Some may reply that they think the work done by those agencies is necessary and wonderful. “We need fine art,” they say. “It lifts, it enlightens, it sharpens perception.”
That’s all wonderful. But I don’t need my perception further sharpened to realize that when Baby needs new shoes, Daddy doesn’t care to have his money confiscated in order to pay for crosses stuck in urine.
Their approach to government brings us to the nub of what we are discussing. You and I see more government as less freedom, and we yearn for the politician, much less a party with a snowball’s chance of getting some power (sorry Libertarians), who will answer those people with a loud, “So what?”
Does that mean we don’t care about education? No, it means we believe in state’s rights.
A quick aside to another of my Illinois representatives Jesse Jackson, Jr.: The term “states’ rights” is not – not – code for bringing back slavery. Grow up!

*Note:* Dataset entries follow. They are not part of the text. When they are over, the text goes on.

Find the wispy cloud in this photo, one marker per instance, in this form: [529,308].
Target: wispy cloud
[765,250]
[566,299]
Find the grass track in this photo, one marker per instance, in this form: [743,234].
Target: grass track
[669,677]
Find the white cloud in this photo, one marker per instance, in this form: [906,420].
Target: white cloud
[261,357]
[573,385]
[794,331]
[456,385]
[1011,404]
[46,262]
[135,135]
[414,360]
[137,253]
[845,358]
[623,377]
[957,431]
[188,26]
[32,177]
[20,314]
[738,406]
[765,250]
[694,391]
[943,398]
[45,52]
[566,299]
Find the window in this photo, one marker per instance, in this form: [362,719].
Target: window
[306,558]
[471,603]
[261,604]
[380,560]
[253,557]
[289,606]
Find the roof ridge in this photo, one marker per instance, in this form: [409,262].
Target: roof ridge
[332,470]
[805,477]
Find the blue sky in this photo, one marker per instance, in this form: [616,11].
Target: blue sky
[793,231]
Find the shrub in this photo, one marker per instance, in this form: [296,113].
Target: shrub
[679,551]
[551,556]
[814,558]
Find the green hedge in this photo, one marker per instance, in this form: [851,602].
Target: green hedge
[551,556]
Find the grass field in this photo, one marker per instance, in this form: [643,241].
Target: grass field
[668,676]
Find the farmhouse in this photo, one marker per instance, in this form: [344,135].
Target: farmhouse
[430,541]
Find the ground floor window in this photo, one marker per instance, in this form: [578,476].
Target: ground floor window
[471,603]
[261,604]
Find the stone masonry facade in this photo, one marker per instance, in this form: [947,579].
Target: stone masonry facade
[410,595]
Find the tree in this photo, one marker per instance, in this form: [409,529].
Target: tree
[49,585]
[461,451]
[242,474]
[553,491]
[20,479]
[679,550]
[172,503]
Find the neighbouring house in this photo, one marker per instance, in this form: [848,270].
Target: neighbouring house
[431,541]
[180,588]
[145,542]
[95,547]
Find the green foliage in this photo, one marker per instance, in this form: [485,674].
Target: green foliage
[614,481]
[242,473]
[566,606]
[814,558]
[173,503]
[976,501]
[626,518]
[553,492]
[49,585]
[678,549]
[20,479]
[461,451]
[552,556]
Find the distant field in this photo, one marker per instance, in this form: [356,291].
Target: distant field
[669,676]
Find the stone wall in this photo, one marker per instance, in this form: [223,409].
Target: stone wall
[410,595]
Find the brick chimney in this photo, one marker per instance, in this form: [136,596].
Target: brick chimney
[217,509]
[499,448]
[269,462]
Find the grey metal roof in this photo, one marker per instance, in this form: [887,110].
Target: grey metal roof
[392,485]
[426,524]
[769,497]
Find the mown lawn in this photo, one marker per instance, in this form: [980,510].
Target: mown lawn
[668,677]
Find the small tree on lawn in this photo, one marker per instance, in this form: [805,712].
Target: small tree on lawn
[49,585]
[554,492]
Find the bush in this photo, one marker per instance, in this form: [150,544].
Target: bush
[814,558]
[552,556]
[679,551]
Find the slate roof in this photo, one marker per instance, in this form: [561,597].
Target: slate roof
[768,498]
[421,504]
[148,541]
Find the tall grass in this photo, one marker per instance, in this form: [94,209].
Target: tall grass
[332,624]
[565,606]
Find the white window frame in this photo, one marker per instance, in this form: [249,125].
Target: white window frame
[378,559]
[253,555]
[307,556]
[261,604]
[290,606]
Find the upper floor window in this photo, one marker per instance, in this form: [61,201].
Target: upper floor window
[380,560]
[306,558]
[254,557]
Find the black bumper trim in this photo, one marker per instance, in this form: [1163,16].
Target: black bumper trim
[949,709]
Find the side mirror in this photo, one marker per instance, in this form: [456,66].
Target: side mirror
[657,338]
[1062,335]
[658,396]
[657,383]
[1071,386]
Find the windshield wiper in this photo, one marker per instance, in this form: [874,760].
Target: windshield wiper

Nanny-staters on both sides of the political aisle have slowly and steadily self-aggrandized by using your money to gorge the federal government. By doing so they have tipped the scale away from freedom towards reliance; a paternalistic, condescending form of government control.
If the Founders had intended the General Welfare Clause to mean that the government can do anything it wants, they would not have made a list of boundaries it couldn't cross, and then followed it with the Tenth Amendment’s and-nothing-else-we-really-mean-it warning.
I remain confident that Obama will outlast Edwards (especially since his “Hey, what about me?” moment at the recent Democratic debate), so I am more likely to pay off in this wager. But we got into this in the first place because we see both men as threats to freedom in America.
Too bad the opposition to their socialist, power-grabbing urge is so thin among the ranks of the elected GOP.
As for continuing the wager, I propose to keep it simple. I offer up that timeless parable of our right to the fruits of our labors trumping the desires of the greedy income redistributors: an illustrated copy of "The Little Red Hen."